Republican Randy Feenstra, an Iowa state senator who is waging a primary challenge against King, also condemned the lawmaker's comments.

"I am 100% pro-life but Steve King's bizarre comments and behavior diminish our message & damage our cause," Feenstra said in a tweet. "Trump needs defenders in Congress, not distractions. I will ensure we win this seat & I'll be an effective conservative leader in Congress."

Others denouncing King's remarks on Wednesday included Sen. Kirsten Gillibrand, D-N.Y., a Democratic presidential primary contender who called on King to resign, and Ilyse Hogue, president of the abortion rights group NARAL.

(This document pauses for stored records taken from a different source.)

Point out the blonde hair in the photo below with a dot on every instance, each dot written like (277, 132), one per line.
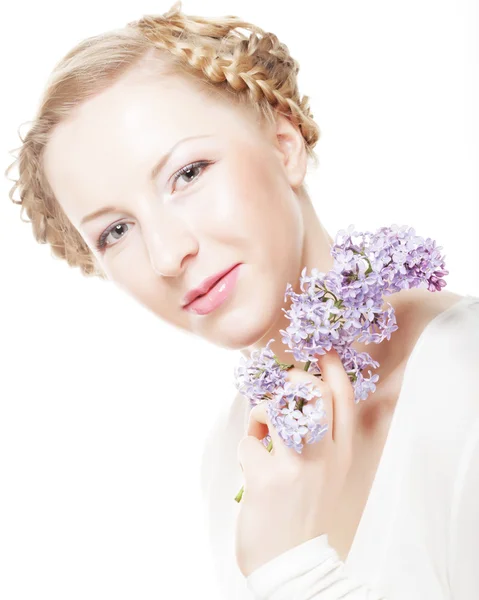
(256, 71)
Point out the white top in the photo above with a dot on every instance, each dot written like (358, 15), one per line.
(418, 537)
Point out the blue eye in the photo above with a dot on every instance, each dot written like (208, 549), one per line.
(200, 165)
(101, 242)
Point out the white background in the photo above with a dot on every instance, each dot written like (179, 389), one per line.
(103, 408)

"Steve King - demonstrating there is NO bottom -- defends his position that there should be no exceptions on abortion bans by suggesting that but for rape and incest, there would be no people left," Hogue said on Twitter. "I'm really glad I do not live in his world."

South Bend, Indiana, Mayor Pete Buttigieg, a Democratic presidential candidate, criticized King's remarks during a campaign stop in Tipton, Iowa.

"You would think it would be pretty easy to come out against rape and incest," Buttigieg told reporters. "Then again, you'd think it'd be pretty easy to come out against white nationalism. So this is just one more example why there needs to be a sane representative in that district, and that's why I think J.D. Scholten will be an excellent public servant for people of that district."

King kicked off his bid for a 10th term in Congress in February by declining to apologize for repeatedly making offensive remarks. The previous month, House Republican leaders stripped King of his committee assignments after his comments to The Times. After the censure, King compared himself to Jesus.

Over the years, King has claimed that "our civilization" can't be restored with "somebody else's babies," supported a Toronto mayoral candidate considered to be a white nationalist and met with a far-right Austrian group with historical Nazi ties. He has made a variety of remarks widely viewed as racist, anti-Semitic or insulting to minorities.